American law book publisher

William Guthrie Packard (October 13, 1889 – November 19, 1987) was an American businessman and publisher that owned Shepard's Citations and served the company for 51 years rising to the position of president and chairman of the board. He is the namesake of Packard Stadium, the former home of Arizona State University collegiate baseball.

== Early life, education, and military service ==
Packard was born in Oxford, New York. He attended the St. Paul's School and graduated from Cornell University in 1911.

From 1911 to 1913, Mr. Packard represented the New York Athletic Club as a sprinter, becoming New York City Metropolitan Junior Champion in 1911 and a member of the world record 400m relay team in 1912.

Packard entered the United States Navy upon U.S. involvement in World War I, receiving ground school training at the Massachusetts Institute of Technology. He was later assigned to flying duty at Pensacola, Florida achieving the rank of ensign and served throughout the war period.

== Career ==
Following World War I, Packard returned to The Frank Shepard Company (Shepard's Citations). In 1919, he became vice-president, secretary, and managing editor of the organization.

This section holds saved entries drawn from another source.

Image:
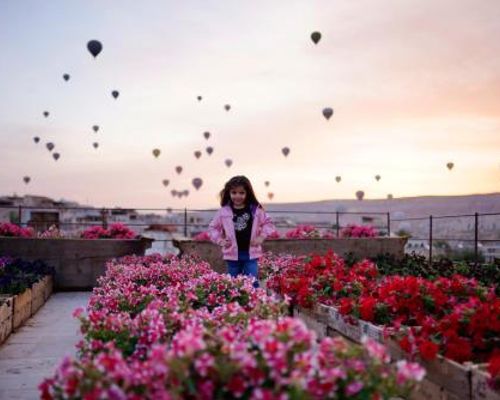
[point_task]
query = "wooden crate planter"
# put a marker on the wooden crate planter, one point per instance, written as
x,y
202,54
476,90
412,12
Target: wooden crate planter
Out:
x,y
312,321
37,295
6,316
347,326
22,308
481,390
49,286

He was named president in 1929 and later served as president of the American Association of Law Book Publishers. The company was removed from New York City following World War II and set up headquarters in Colorado Springs, Colorado.

== Other interests ==
Throughout his life, Packard remained active in Alpha Delta Phi, the American Yacht Club, the Bronxville Riding Club, the Cornell Club of New York, as well as in the Leonard Morange Post, American Legion, Bronxville, and as a founding member of the Pikes Peak Range Ride and a member of the Desert Caballeros Range Ride.

== Personal life ==
Packard married Sabra Anne Merriam Beaumont in 1920. Following a divorce, he married Helen Theresa Davis in 1944.

Mr. Packard had six children: Merriam Sands Packard, Deborah Sands Packard, Karen Beaumont Packard, Sabra Guthrie Packard, William Guthrie Packard Jr., and Peter Davis Packard.

He was affiliated with St. Paul's Episcopal Church, Oxford, New York, as well as with various community organizations in New York, Colorado, and Arizona. He died of natural causes in Colorado Springs, Colorado on November 19, 1987.